1. A knowledge classification-based complex target asymptotic identification method is characterized by comprising the following steps:

binding of bilinear features f _A (I)∈R ^hw×c And f _B (I)∈R ^hw×c Equal to f _A (I) ^T f _B (I)∈R ^c×c Where c is the number of feature maps and h and w represent the height and width of the feature maps;

bilinear pooling of cross-layer decomposition is expressed as:

wherein X represents one layer and Y represents another layerWherein U is E R ^hw×d And V.epsilon.R ^hw×d Is a projection matrix, P.epsilon.R ^d×cc Is a matrix of the classifier(s),is the Hadamard product, d represents the dimension of the joint embedding, and f is the output of the bilinear model;

the tri-linear pooling method is expressed as:

wherein W is E R ^hw×d Representing a projection matrix, f incorporates three separate layers, where X represents one layer and Y, Z represents the other two layers;

and predicting the category by using the fused characteristics.

2. The knowledge-based complex object asymptotic recognition method according to claim 1, characterized in that the definition of the original image dataset I is divided into three image datasets I with resolution from high to low _high ,I _medium ,I _low 。

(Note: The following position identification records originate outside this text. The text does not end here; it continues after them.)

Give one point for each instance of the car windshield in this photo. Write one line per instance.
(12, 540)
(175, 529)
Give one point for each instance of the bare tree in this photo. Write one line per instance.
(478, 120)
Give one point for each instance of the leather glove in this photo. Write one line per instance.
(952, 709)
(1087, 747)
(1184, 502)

3. The knowledge-based complex object asymptotic recognition method according to claim 2, characterized in that the resolution r of the original image dataset is defined as high resolution r _high The image dataset is determined as I _high ；

4. A complex object asymptotic recognition method based on knowledge classification according to claim 3, characterized by the fact that three resolution images are mapped one-to-one with biological taxonomies:

5. A knowledge-based complex object asymptotic recognition method according to claim 3, characterized in that the image is classified from high resolution r using an SVM classification algorithm _high Classification into categories of science, passing the accuracy threshold t _med And t _low To classify.

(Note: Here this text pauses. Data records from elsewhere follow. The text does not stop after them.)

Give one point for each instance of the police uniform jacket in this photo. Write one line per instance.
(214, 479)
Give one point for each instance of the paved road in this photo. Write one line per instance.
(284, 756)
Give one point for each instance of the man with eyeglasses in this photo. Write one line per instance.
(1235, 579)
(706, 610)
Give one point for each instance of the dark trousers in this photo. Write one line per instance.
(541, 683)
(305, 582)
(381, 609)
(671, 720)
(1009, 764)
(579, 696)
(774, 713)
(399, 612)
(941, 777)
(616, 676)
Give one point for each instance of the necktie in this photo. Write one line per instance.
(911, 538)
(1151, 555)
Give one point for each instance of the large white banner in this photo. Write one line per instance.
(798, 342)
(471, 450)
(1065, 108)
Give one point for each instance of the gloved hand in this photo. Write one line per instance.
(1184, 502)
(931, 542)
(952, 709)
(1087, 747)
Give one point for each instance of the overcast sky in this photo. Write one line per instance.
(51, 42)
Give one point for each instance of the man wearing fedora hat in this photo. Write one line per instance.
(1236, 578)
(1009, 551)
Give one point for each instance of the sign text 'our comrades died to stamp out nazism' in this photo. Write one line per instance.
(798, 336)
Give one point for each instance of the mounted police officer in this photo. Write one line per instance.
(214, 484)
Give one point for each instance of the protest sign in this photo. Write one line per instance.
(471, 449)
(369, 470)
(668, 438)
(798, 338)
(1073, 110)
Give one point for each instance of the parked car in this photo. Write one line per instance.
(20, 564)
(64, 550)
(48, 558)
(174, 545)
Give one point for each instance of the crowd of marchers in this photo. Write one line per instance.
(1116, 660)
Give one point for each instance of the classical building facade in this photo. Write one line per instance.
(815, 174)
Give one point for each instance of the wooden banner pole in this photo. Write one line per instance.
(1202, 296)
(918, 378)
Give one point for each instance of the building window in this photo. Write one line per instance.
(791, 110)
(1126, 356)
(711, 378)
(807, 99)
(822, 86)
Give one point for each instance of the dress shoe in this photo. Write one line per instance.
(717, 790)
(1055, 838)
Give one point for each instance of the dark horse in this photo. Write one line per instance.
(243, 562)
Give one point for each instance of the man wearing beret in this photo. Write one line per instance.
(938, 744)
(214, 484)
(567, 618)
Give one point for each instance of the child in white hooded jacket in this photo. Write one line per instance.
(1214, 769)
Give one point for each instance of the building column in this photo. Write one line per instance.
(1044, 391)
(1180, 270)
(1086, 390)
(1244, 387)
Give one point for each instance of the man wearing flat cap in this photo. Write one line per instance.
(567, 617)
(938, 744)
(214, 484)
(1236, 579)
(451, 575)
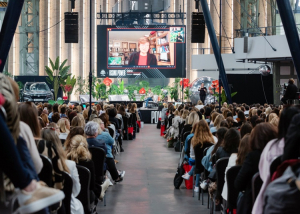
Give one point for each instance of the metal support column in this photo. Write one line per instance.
(29, 38)
(8, 29)
(291, 32)
(216, 48)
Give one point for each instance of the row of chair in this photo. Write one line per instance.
(98, 157)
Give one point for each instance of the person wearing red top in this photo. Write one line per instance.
(143, 57)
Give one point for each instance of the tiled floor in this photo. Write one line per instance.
(148, 184)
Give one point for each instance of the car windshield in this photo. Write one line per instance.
(37, 87)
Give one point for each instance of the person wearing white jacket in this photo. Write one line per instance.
(76, 206)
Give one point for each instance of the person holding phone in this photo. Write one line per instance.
(143, 57)
(202, 89)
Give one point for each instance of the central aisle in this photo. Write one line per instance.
(148, 184)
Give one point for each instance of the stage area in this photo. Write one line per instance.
(148, 184)
(150, 115)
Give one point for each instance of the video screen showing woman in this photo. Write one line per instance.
(143, 57)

6. The knowledge classification based complex target asymptotic identification method of claim 1, wherein inputting the images in batches into a VGG-16 network pre-trained on an ImageNet dataset for feature extraction includes: the relu5_1, relu5_2, relu5_3 features of the three resolution atlases are extracted.

7. The knowledge classification-based complex target asymptotic identification method of claim 1, wherein the three linear features and the three-dimensional bilinear features are fused, and SoftMax vectors are calculated to obtain a predicted result;

the three loss functions add to the total loss function:

l _full ＝l _high +l _medium +l _low .

wherein the loss function loss is defined at each resolution as:

l _high ＝loss(I _high )，l _medium ＝loss(I _medium ) And l _low ＝loss(I _low )。

8. A knowledge classification-based complex target asymptotic recognition device, the device comprising: a memory storing computer executable instructions;

bilinear pooling of cross-layer decomposition is expressed as:

wherein X represents one layer and Y represents another layer, wherein U.epsilon.R ^hw×d And V.epsilon.R ^hw×d Is a projection matrix, P.epsilon.R ^d×cc Is a matrix of the classifier(s),is the Hadamard product, d represents the dimension of the joint embedding, and f is the output of the bilinear model;

the tri-linear pooling method is expressed as:

and predicting the category by using the fused characteristics.